Soon after I wrote the post on the project, I did manage to attract some fireflies. Quite thrilling. But more importantly, the project had me (and at times, other family members) out most nights, marveling at nature’s light show (that fearsome wonder of nature, again).
Tree of Life After that, I reached the final project, the Tree of Life. Not to be just some lit up image, I decided to add a twist, a twist that I hope makes one think of what dementia looks like.

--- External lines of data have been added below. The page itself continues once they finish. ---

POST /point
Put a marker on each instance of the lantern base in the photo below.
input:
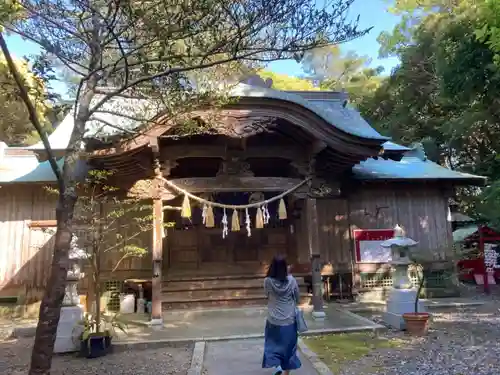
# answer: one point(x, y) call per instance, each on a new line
point(399, 302)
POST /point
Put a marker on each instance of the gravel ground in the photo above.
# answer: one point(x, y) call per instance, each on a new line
point(15, 358)
point(462, 341)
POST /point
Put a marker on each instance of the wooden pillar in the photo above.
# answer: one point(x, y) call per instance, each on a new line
point(156, 313)
point(157, 253)
point(314, 252)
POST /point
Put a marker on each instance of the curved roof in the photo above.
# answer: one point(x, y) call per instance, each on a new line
point(330, 109)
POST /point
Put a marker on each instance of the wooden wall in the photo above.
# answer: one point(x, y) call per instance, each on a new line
point(25, 252)
point(421, 209)
point(26, 249)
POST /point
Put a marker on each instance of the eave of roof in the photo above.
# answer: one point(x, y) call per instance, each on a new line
point(410, 168)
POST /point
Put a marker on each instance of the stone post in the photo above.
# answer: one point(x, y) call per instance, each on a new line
point(402, 297)
point(69, 328)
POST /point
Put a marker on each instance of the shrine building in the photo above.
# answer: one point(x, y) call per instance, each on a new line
point(341, 186)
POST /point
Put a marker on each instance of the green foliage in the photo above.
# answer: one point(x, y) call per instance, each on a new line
point(287, 83)
point(445, 91)
point(15, 126)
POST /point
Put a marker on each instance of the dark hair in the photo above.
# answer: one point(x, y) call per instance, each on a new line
point(278, 269)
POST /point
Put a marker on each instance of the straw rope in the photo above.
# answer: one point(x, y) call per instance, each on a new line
point(230, 206)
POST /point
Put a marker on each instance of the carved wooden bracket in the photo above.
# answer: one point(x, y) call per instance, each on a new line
point(234, 166)
point(378, 209)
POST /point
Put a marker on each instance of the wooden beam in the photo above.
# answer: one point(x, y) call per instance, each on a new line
point(235, 184)
point(181, 151)
point(154, 145)
point(42, 223)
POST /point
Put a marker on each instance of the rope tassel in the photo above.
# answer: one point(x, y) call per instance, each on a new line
point(209, 218)
point(186, 207)
point(259, 219)
point(282, 210)
point(235, 222)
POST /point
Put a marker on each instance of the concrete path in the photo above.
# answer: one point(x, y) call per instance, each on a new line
point(243, 357)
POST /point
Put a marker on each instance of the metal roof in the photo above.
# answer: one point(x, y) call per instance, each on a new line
point(26, 169)
point(391, 146)
point(462, 234)
point(409, 168)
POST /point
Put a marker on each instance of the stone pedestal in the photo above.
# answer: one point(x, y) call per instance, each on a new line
point(69, 330)
point(399, 302)
point(141, 303)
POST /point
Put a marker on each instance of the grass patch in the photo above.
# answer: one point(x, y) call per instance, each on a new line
point(337, 350)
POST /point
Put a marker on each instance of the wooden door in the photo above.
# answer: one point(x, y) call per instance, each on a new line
point(204, 250)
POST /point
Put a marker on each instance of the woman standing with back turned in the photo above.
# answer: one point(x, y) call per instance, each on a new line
point(282, 292)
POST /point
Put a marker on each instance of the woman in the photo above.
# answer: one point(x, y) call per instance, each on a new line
point(282, 292)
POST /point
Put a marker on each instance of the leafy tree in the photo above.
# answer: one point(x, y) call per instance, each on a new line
point(108, 226)
point(169, 54)
point(445, 91)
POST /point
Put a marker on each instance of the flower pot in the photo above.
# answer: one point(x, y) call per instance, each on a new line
point(417, 323)
point(96, 345)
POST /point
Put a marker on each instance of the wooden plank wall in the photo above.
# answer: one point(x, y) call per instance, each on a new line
point(25, 253)
point(421, 209)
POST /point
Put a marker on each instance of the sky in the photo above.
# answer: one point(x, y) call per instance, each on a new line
point(372, 13)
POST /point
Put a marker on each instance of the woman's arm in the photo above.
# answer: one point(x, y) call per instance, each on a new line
point(266, 288)
point(296, 291)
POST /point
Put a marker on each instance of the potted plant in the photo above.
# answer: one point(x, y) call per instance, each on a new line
point(417, 322)
point(96, 337)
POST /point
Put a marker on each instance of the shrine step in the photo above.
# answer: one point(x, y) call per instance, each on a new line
point(169, 303)
point(215, 284)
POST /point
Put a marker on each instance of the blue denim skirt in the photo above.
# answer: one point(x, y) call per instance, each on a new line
point(280, 347)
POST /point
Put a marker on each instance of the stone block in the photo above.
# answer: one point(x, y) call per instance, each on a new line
point(399, 302)
point(69, 330)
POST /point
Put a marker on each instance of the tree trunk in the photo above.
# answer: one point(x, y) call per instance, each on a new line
point(50, 308)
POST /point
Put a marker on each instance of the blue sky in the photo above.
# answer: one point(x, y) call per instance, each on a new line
point(372, 13)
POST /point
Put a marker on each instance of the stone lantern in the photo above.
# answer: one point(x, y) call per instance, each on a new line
point(402, 297)
point(71, 312)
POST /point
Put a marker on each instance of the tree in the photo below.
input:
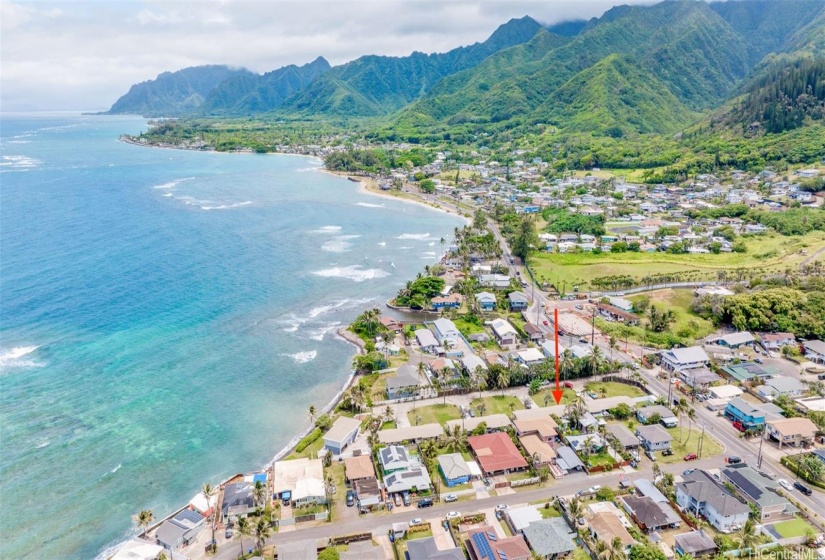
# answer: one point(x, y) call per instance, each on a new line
point(242, 530)
point(143, 519)
point(262, 532)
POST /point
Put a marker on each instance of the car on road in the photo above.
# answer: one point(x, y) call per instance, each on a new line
point(802, 488)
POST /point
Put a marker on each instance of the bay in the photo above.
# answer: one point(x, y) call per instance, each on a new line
point(167, 317)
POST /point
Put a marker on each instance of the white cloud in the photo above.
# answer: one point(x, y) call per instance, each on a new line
point(86, 56)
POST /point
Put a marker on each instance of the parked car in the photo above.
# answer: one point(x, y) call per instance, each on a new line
point(802, 488)
point(785, 484)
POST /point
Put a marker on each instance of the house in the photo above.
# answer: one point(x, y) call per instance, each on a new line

Also, it just is one wicked beautiful build. Which got me thinking: the 3D model was purchased and I riffed off of it (multi-color, mounted, animated). At first I felt awkward mentioning where I got the model (folks would go ‘wow’ and I quickly let them know it wasn’t me who did the model). But then I realized that remixing things is OK, kinda like with my COVID decoration (also a purchased and modified model).
Indeed, if there’s one big thread through my past year is that so much of what I made is based on the genius of others and I’m just a humble remixer, seeing new ways to bring all those bits and bobs together into something that means something to me, and hopefully to others. While the challenge forced me to go in and out of projects quickly, it also taught me a wide range of skills that I can now go more deeply into for fuller materialized ideas.
Yeah, that kinda suggests what the next year will be like, haha.